AIサービスを拡大するには電力・銅・精錬設備も必要です

AI開発が容易になっても、電力と素材の供給には時間がかかります。データセンターの電力需要と銅・レアアースの供給に関する資料を調べました。

ビジネスAIサービスを拡大するには電力・銅・精錬設備も必要です

AIを作ることと運用すること

2011年、マーク・アンドリーセンはウォール・ストリート・ジャーナルに「ソフトウェアが世界を食べている」という文章を書きました。映画、流通など様々な産業でソフトウェア企業が既存の事業のやり方を変えるだろうという主張でした。開発ツールとクラウドのおかげでサービスを始めるコストが下がった点も根拠として挙げていました。

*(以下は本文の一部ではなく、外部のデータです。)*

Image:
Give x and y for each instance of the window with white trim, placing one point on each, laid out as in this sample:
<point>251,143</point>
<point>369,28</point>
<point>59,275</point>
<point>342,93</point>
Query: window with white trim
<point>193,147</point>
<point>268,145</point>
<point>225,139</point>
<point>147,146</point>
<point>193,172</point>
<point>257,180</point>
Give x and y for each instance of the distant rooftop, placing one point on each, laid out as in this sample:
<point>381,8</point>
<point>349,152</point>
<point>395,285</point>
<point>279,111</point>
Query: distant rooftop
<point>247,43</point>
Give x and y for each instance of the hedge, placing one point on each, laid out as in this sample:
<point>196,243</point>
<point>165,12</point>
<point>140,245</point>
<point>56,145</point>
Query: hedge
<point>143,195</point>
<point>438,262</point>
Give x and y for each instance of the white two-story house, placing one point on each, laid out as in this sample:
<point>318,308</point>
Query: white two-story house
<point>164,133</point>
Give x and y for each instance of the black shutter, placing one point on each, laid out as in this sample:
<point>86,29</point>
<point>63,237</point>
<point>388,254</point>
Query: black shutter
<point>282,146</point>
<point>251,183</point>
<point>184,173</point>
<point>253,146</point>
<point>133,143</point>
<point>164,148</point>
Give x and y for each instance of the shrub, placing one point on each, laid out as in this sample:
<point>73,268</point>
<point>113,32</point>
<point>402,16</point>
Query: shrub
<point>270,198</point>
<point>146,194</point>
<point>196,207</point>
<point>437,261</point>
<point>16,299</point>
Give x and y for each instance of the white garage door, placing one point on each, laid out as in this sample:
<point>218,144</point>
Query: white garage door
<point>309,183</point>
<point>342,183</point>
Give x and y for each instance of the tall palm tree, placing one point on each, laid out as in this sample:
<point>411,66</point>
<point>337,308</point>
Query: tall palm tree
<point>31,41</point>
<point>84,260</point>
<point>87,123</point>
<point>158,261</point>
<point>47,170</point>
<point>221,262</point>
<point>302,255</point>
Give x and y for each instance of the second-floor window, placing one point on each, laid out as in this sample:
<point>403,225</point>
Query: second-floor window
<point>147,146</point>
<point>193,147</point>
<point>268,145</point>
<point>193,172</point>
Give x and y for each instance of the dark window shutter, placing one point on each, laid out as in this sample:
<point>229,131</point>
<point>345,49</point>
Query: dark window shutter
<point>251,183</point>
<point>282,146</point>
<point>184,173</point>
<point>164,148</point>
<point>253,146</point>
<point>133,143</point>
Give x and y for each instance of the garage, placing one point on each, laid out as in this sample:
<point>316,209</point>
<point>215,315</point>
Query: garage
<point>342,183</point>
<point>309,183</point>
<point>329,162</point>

最近『エコノミスト』誌に掲載された、パウル・アハライトナー元ドイツ銀行監査役会議長のコラムは物理的な資源に注目しています。AIでソフトウェアを作りやすくなるほど、エネルギー、鉱物、製造設備の重要性が増すという主張です。私はこの視点をきっかけに、電力、銅、精錬分野の資料を調べてみました。

コードを早く作っても残る仕事があります

ソフトウェア事業には開発力とデプロイ基盤が必要です。ここに顧客を理解し、サービスを安定的に運用する能力も加わらなければなりません。コードの量だけで競争力を説明するのは難しいです。

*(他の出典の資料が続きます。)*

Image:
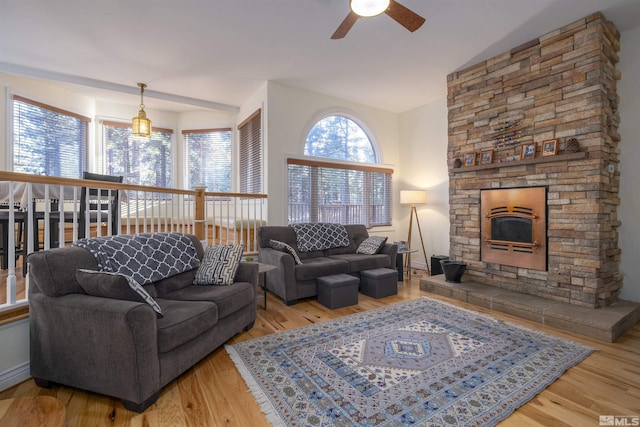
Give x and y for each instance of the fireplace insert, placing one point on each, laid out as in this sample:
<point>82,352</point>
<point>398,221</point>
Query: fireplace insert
<point>514,227</point>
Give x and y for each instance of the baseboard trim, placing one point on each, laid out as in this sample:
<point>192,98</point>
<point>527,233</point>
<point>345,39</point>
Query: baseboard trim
<point>14,376</point>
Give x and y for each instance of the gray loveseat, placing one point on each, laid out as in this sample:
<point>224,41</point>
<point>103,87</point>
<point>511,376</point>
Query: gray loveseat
<point>292,281</point>
<point>120,348</point>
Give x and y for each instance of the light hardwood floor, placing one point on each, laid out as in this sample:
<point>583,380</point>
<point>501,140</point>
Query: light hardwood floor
<point>212,393</point>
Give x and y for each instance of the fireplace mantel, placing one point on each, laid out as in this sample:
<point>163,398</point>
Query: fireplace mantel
<point>580,155</point>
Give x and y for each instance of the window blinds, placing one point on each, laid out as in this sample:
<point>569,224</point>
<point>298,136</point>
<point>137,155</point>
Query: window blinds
<point>208,158</point>
<point>48,140</point>
<point>322,191</point>
<point>250,135</point>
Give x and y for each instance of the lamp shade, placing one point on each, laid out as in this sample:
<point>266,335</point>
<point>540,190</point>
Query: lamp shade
<point>413,197</point>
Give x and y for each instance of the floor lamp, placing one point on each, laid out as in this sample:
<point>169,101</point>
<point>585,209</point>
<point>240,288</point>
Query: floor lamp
<point>413,198</point>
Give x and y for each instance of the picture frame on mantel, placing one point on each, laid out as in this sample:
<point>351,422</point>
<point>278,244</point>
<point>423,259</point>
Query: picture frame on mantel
<point>550,147</point>
<point>486,157</point>
<point>528,151</point>
<point>470,159</point>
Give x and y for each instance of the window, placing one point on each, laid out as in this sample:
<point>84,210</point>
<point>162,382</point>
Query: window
<point>208,158</point>
<point>338,137</point>
<point>48,140</point>
<point>141,161</point>
<point>339,191</point>
<point>250,135</point>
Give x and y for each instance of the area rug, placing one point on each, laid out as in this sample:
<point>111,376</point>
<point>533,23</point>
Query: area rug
<point>421,362</point>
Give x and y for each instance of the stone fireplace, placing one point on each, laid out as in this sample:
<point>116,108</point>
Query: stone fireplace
<point>559,91</point>
<point>513,227</point>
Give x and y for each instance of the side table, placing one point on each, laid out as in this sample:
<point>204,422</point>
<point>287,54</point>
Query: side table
<point>400,262</point>
<point>262,271</point>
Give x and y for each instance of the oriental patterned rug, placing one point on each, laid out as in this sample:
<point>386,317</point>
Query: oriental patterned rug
<point>421,362</point>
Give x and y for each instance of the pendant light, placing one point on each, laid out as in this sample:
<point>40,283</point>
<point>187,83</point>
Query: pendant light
<point>368,8</point>
<point>141,125</point>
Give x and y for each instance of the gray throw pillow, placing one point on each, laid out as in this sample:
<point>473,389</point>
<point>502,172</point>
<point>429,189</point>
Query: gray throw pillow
<point>219,265</point>
<point>371,245</point>
<point>115,286</point>
<point>284,247</point>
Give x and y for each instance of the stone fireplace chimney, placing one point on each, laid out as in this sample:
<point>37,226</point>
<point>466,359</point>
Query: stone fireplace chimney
<point>556,91</point>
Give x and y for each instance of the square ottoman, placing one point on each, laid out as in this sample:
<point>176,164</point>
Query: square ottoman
<point>338,290</point>
<point>379,282</point>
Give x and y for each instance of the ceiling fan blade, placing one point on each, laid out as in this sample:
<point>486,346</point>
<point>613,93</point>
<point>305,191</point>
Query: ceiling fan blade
<point>405,17</point>
<point>346,25</point>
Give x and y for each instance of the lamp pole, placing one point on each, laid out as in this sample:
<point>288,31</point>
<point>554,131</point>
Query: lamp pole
<point>414,211</point>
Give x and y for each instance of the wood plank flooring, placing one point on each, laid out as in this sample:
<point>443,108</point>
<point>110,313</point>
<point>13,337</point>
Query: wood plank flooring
<point>213,393</point>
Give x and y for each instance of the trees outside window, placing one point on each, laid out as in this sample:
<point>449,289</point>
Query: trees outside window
<point>141,161</point>
<point>351,190</point>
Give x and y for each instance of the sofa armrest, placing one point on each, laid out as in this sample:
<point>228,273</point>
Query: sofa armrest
<point>96,344</point>
<point>282,280</point>
<point>391,250</point>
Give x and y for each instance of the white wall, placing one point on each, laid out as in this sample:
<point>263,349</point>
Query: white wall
<point>629,208</point>
<point>423,165</point>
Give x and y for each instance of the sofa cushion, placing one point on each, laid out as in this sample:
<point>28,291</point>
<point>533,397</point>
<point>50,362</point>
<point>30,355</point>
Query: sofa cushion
<point>320,236</point>
<point>115,286</point>
<point>318,267</point>
<point>228,299</point>
<point>359,262</point>
<point>371,245</point>
<point>183,321</point>
<point>219,265</point>
<point>284,247</point>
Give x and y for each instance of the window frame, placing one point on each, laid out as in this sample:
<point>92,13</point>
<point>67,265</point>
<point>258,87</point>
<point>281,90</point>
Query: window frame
<point>251,154</point>
<point>128,125</point>
<point>185,162</point>
<point>334,163</point>
<point>10,147</point>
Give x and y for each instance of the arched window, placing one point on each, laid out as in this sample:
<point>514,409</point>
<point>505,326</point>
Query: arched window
<point>352,190</point>
<point>339,137</point>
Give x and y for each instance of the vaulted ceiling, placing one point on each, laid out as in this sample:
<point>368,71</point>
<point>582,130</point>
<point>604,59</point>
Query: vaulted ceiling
<point>215,53</point>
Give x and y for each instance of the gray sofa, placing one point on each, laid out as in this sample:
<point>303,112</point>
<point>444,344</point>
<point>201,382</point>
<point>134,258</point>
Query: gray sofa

AIはコード草案を作ったり修正したりする一部の作業を手伝ってくれます。自然言語で欲しい機能を説明しながら開発する「バイブコーディング」も、こうした変化の中から生まれた表現です。ただし、要件を定め、エラーとセキュリティを検証し、既存システムに接続する作業には依然として人と費用がかかります。

AIサービスを運用する際にはまた別の制約があります。サーバーを置く空間と電力、設備に使われる素材が必要です。ソフトウェアを作る速度が速くなっても、こうした資源を確保する日程まで一緒に短くなるわけではありません。